I had originally titled this section “stop shouting at your audience,” because that’s often what people believe they need to do in order to be heard or recognized. But nothing gets more cumbersome and tiring faster than ALL CAPS AND EXCESSIVE EXCLAMATIONS!!!!!

My parents’ generation just doesn’t seem to understand that writing anything in all caps literally reads in my mind like someone shouting. There are very few times you should be posting in all caps and if you are ever in doubt, I’d say its a fair bet that you should just stick with normal and calm punctuation with lower case letters.

Outside of using all caps, remember that the point of your message/post/tweet is to start a conversation, have some personal interactions or to convey information. If you were attempting to have a social interaction in person, you wouldn’t mindlessly shout semi-coherent sentences hoping that someone hears you and understands you. Before you post, pretend that you are speaking to someone in front of you or to an audience. You’ll end up with a clearer message that is better received.

2. Posting without being consistent

Unless you already have a wildly popular brand or are famous yourself, the only way to build a loyal online following is to be consistent with what you share and talk about. For example, lets say you are starting a new fashion blog where you want to talk about the latest trends and eventually hope to influence those trends. You need to not only have a sharp eye for fashion, but you must be consistent and post every day. That’s right, in my opinion consistent posting (no matter what social media you are using) means posting at least once every day. Your readers are creatures of habit and want to be rewarded for repeating the task of going to your blog or Facebook.
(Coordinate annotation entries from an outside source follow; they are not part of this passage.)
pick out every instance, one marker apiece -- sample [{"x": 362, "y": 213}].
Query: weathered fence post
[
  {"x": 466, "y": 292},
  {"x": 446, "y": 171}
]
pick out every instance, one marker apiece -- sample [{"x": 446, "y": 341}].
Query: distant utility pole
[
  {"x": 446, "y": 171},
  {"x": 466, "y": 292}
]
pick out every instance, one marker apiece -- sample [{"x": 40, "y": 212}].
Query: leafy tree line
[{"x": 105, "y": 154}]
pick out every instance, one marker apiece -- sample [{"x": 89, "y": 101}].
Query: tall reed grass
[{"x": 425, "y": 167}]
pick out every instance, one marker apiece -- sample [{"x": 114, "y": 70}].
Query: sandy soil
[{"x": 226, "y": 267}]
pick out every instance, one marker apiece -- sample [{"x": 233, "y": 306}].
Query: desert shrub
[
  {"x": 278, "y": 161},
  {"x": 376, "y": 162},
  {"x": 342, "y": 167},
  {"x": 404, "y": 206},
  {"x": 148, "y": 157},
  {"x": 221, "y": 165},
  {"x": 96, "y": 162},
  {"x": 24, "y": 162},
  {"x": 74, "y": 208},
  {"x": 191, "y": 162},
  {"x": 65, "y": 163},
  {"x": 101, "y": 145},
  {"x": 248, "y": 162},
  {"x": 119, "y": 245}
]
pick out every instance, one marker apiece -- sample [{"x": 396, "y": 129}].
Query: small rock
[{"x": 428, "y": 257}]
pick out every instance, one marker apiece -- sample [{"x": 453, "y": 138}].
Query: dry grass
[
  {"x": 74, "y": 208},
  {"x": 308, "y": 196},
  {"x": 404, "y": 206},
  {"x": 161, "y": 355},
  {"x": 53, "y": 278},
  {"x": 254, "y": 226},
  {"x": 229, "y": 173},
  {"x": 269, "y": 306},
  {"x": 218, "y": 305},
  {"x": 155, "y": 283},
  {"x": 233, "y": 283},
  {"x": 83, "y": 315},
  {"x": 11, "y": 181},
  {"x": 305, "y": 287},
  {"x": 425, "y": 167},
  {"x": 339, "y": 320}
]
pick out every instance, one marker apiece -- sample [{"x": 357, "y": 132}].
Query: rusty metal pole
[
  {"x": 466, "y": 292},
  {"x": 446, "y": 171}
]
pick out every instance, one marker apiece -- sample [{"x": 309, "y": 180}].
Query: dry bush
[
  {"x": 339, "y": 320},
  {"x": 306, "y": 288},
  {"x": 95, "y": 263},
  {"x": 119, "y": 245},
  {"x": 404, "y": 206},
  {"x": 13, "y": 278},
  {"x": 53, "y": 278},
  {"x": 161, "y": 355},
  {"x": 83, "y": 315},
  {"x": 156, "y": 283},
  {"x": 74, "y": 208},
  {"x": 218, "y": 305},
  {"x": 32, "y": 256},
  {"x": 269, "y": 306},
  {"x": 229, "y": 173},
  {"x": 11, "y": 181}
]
My wife is in the beauty industry and happens to blog about it quite a bit. She also spends a good amount of time reading other blogs and learning what other people are saying. I’ve heard her complain about a couple of other bloggers who have posted great articles, but that it takes them several weeks before they post something new. Consequently, she moves onto someone else’s blog and forgets that she found something meaningful somewhere else. If you’re interesting enough to bring someone back to your site, you better have something there a second or third time to reward him or her for coming back. It’s a never-ending cycle and you just can’t get around it.
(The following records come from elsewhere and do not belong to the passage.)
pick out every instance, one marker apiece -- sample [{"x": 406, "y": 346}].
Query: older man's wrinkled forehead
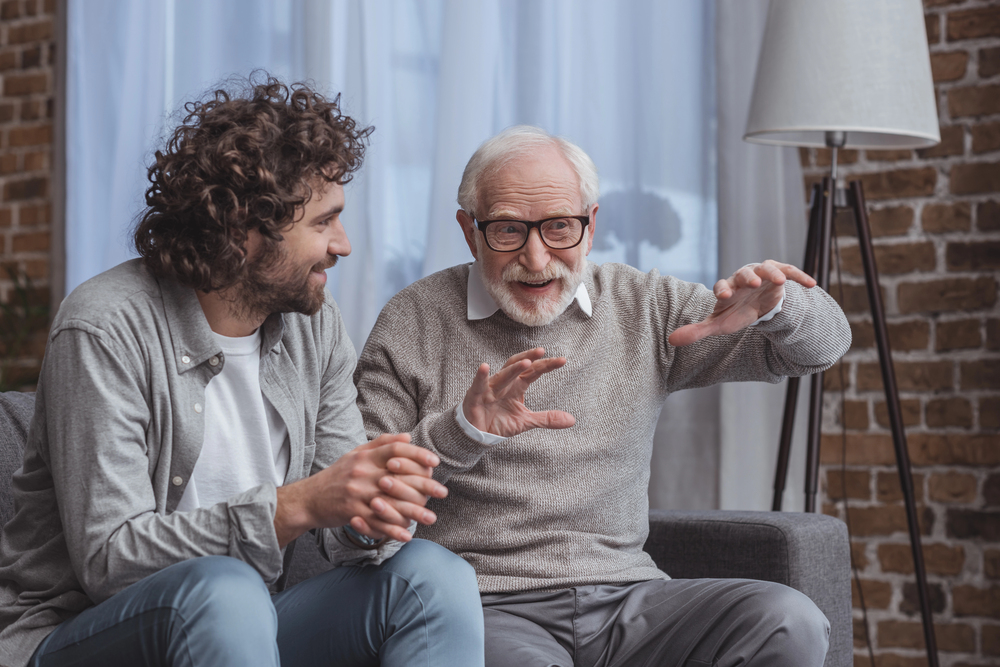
[{"x": 530, "y": 186}]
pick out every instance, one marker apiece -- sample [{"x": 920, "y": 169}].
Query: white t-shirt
[{"x": 246, "y": 441}]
For the sake of being completely honest with you, I obviously have problems with consistent posting myself. They say it takes 30 days for humans to form a habit, so lets just take it one day at a time and form the good habit of posting daily.

3. Reposting “old news”

This is an increasingly easy mistake to make, and lets be honest, you can’t always be the first person to stumble on today’s relevant news. Chances are, the people who follow your social feeds are mostly different from those following mine and it would be safe to repost something you found interesting in my feeds.

However, dusting off a two month old video or picture that was incredibly popular is bad form. It’s considered Internet necromancy or raising old topics from the dead. These recently laid-to-rest hits have grown stale, and even though you just barely stumbled onto the news that Joaquin Phoenix’s dive into the deep-end of drugs, prostitutes and rap was a ploy, you need to keep it to yourself. Double check the date, search around the web a bit and make sure that those headlines you are racing to share aren’t actually several months old.
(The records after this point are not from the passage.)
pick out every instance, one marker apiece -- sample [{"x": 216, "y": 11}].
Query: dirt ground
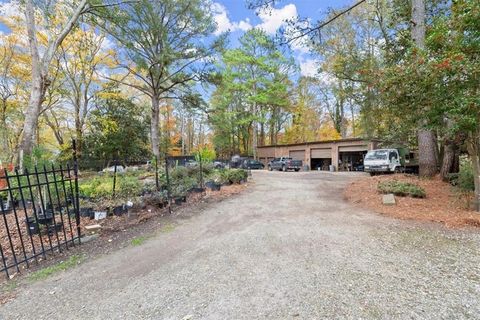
[
  {"x": 442, "y": 203},
  {"x": 289, "y": 247}
]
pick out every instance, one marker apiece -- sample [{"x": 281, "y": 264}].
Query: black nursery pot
[
  {"x": 86, "y": 212},
  {"x": 180, "y": 200},
  {"x": 51, "y": 229},
  {"x": 213, "y": 186},
  {"x": 46, "y": 217},
  {"x": 197, "y": 190},
  {"x": 120, "y": 210},
  {"x": 32, "y": 227}
]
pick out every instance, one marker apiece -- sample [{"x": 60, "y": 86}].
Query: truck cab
[{"x": 384, "y": 161}]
I do some work for a company that produces optical discs and I come across this problem on a daily basis. In reading about industry related news, I inevitably come across tweets and Facebook posts claiming that the optical disc just received a deathblow. That Apple just sentenced this technology to the same fate as the floppy disk. Thanks for sharing the same article 1,264 other Twitter uses shared, and 10 days later than the date it was posted, but no thanks.

There’s no quicker way to lose current followers or potential new ones, than by dredging up old news.